Walrus editor steps down days after cultural appropriation uproar

Jonathan Kay is resigning as editor-in-chief of the Canadian magazine The Walrus, a decision that followed a contentious debate around cultural appropriation.

Jonathan Kay to resign in 'coming days', says he had 'long-running difference of opinion' with magazine

Jonathan Kay is stepping down as editor-in-chief of The Walrus. He's seen here expressing his views on the need for debate around cultural appropriation during a panel discussion on CBC News Network on Saturday. (CBC)

Jonathan Kay is resigning as editor-in-chief of the Canadian magazine The Walrus.

"I've done something that's going to make the twitterverse *very* pleased...." Kay posted on his Twitter page Sunday.
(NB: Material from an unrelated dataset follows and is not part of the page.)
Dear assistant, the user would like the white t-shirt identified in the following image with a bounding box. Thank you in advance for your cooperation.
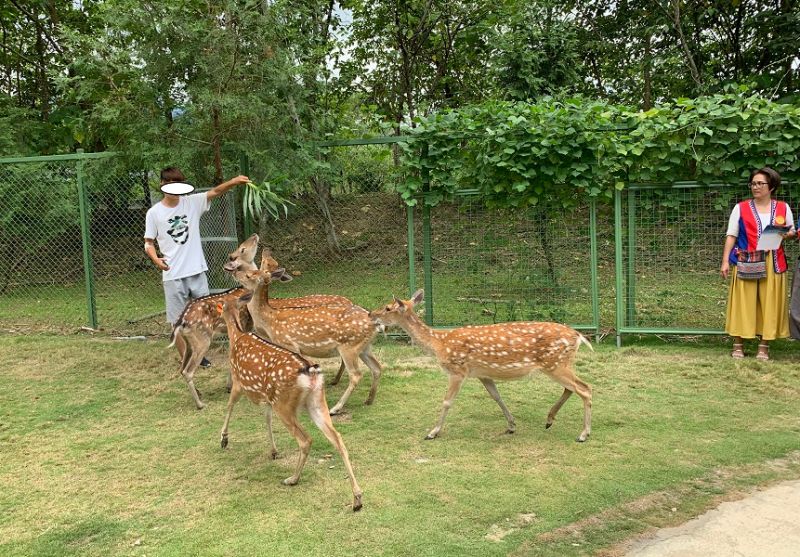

The announcement comes days after Kay wrote an opinion piece published in the National Post about the need for debate around the issue of cultural appropriation. However, he says his decision to leave didn't have much to do with the recent controversy.

The article was sparked by the resignation of Hal Niedzviecki, who published an editorial last week saying he didn't believe in cultural appropriation and that when it comes to literature, "anyone, anywhere, should be encouraged to imagine other peoples, other cultures, other identities." It appeared in an issue of Write magazine dedicated to Indigenous writing.

Niedzviecki also called for the creation of an "Appropriation Prize," arguing, "there's nothing preventing us from writing about characters whose lives and cultures are very different from our own."

Hal Niedzviecki, former editor of Writers Magazine, wrote an opinion article in the latest issue of its quarterly magazine advocating for more cultural appropriation in Canadian literature. (www.alongcametomorrow.com)

Several prominent media leaders took this a step further on Twitter, saying they'd contribute money to the prize's establishment. Kay did not participate, but did retweet the post. He later called the idea "silly and insulting."

Kay appeared on CBC News Network Saturday to discuss his views on the contentious subject and condemned the Writers' Union of Canada for "shaming the outgoing editor" because of his views and treating Niedzviecki "as a sort of hate criminal."

"I found it was excessively strident and they were trying to distance themselves," Kay told CBC host Carole MacNeil.

​Kay told CBC News by email Sunday he informed The Walrus on Saturday night that he would be "stepping down" from his role "in coming days."

He also said the move isn't the result of one issue alone: "This came out of a long-running difference of opinion about the direction of The Walrus we've been having for months."

The Walrus publishes in-depth journalism covering national and international news, as well as Canadian fiction and poetry.